Insomma, una sostanziale conferma di quanto già scritto in un nostro precedente articolo. Nessuno, in democrazia, può imporre ai docenti un modello pedagogico “di Stato”, che impedirebbe ad altri modelli pedagogici (magari migliori) di esplicarsi liberamente. Nemmeno in epoca d’emergenza. Anche perché altrimenti basterebbe un’emergenza qualsiasi per far assurgere una pedagogia unica e un pensiero unico a pensiero e pedagogia “obbligatori per decreto governativo”.
È bene allora ricordare anche che pratiche “fantasiose” come i “Collegi dei Docenti in streaming” non hanno alcun valore giuridico, e che semplicemente non esistono. Non sono Collegi dei Docenti, ma semplici conversazioni fra colleghi. Ne consegue — con buona pace del Dirigente che meditasse di imporli (e dei docenti che si piccassero di ascoltarlo) — che la partecipazione siffatte conversazioni non è obbligatoria, perché non prevista da nessuna norma. I Collegi sono normati dall’articolo 7 del Testo Unico (Decreto Legislativo 16 aprile 1994, n. 297): delibere formulate secondo modalità difformi sarebbero non solo nulle, ma persino impugnabili presso il Giudice del Lavoro.

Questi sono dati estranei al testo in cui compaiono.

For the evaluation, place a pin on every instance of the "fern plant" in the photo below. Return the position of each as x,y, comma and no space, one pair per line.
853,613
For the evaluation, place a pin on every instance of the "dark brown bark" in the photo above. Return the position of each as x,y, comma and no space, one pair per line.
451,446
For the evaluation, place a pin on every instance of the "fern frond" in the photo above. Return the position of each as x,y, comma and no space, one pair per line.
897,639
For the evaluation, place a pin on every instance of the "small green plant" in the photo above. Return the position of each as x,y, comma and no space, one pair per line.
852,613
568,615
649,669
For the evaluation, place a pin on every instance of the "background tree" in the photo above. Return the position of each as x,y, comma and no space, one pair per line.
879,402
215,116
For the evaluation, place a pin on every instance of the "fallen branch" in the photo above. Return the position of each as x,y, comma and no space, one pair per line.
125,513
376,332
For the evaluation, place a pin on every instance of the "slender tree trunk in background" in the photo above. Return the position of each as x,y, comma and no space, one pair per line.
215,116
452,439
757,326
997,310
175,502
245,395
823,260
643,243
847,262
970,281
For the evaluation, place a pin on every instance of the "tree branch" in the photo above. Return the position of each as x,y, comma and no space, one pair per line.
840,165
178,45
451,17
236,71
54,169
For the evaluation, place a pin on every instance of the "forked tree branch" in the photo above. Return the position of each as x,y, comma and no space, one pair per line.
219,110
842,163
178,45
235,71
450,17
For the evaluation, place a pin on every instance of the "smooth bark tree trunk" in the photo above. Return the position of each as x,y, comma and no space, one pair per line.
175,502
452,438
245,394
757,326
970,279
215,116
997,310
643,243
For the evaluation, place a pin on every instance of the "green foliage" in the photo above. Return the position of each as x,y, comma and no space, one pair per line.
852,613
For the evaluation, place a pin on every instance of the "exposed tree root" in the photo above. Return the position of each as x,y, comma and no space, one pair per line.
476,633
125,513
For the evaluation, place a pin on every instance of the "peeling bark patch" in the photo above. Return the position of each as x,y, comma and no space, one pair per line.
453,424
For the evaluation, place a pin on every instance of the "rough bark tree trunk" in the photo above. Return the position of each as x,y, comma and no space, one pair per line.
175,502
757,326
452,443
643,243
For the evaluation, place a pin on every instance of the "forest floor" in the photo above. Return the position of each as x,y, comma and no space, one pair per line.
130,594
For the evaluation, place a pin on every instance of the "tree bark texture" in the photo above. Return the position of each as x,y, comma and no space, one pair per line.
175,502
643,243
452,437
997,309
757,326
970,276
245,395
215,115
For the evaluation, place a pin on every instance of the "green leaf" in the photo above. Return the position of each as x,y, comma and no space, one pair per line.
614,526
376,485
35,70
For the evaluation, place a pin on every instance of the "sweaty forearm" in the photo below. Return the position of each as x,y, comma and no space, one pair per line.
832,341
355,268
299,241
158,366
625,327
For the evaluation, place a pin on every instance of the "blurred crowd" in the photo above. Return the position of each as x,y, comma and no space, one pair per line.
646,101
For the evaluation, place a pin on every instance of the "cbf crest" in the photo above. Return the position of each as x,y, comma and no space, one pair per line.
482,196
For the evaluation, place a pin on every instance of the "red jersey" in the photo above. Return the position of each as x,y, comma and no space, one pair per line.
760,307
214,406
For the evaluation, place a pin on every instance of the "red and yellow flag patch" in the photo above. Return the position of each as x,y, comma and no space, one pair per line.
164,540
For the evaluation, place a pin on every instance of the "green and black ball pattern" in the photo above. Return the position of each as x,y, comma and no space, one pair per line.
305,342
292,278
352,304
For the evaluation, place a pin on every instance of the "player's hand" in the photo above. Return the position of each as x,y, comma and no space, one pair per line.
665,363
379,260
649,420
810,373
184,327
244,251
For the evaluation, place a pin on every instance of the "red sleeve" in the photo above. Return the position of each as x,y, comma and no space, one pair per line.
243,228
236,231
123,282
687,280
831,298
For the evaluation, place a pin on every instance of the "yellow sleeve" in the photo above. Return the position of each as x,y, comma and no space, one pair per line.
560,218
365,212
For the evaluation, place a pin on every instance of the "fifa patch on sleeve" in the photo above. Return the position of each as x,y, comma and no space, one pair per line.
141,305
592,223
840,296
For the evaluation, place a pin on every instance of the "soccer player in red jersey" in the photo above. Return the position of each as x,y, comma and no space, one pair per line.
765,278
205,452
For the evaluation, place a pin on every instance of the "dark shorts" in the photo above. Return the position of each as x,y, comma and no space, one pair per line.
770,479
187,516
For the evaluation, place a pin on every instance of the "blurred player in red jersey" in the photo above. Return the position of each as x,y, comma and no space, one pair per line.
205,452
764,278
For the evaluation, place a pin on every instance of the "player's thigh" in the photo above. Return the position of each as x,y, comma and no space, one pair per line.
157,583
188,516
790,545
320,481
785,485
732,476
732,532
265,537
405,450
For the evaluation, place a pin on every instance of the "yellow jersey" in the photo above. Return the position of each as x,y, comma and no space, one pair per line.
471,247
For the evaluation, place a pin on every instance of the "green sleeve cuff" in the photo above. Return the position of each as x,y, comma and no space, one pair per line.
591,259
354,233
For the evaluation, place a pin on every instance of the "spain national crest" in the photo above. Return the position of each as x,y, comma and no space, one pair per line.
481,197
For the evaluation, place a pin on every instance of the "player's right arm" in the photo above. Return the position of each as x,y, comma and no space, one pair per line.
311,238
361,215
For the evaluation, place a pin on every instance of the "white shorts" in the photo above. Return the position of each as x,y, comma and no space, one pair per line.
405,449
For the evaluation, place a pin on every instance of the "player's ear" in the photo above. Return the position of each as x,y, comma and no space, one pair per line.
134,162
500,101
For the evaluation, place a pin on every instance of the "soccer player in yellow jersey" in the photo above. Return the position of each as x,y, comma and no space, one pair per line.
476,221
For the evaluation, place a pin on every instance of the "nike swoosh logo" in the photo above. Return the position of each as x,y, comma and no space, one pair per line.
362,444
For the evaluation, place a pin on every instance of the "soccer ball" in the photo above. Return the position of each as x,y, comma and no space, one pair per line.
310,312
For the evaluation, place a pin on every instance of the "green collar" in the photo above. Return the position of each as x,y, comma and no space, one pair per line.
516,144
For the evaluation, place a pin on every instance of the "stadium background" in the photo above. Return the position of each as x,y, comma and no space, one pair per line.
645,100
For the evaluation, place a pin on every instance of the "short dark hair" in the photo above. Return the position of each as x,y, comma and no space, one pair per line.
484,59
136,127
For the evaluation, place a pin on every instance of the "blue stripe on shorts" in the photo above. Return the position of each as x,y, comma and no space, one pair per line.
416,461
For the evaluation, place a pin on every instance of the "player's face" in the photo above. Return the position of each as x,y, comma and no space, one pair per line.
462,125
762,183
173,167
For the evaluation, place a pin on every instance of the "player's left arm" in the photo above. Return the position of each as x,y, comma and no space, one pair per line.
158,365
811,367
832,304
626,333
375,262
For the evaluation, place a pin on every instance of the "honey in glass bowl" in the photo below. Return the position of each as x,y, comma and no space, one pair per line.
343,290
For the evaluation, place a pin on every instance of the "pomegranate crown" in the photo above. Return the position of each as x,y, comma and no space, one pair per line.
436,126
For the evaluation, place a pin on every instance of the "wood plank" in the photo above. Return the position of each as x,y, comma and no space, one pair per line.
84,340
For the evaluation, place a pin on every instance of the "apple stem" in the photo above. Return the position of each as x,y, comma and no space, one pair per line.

Altrettanto illegittima sarebbe la pretesa di costringere i docenti a firmare sul registro elettronico in periodo di sospensione delle attività didattiche. Infatti un docente può firmare sul registro elettronico solo se è in classe, nello svolgimento di attività didattiche in presenza propria e degli alunni. Orbene, la “didattica a distanza” non è giuridicamente paragonabile alla didattica in presenza (checché ne dicano sviluppatori e proprietari delle piattaforme online). Ne consegue che, in questo periodo di sospensione, firmare sul registro elettronico da casa sarebbe addirittura reato (per giunta facilmente accertabile, perché perpetrato da un indirizzo IP diverso da quello della Scuola!).
Ci risulta difficile credere, comunque, che la stragrande maggioranza dei Dirigenti non sia già a conoscenza di tutto ciò e non si stia comportando in modo corretto. Sta semmai ai Docenti — che in gran parte sono stati assunti per concorso e dunque hanno studiato le norme relative alla funzione docente — ricordare che tutelare se stessi (ove ravvisassero una violazione delle norme vigenti) significa tutelare la Scuola e la democrazia in questo Paese.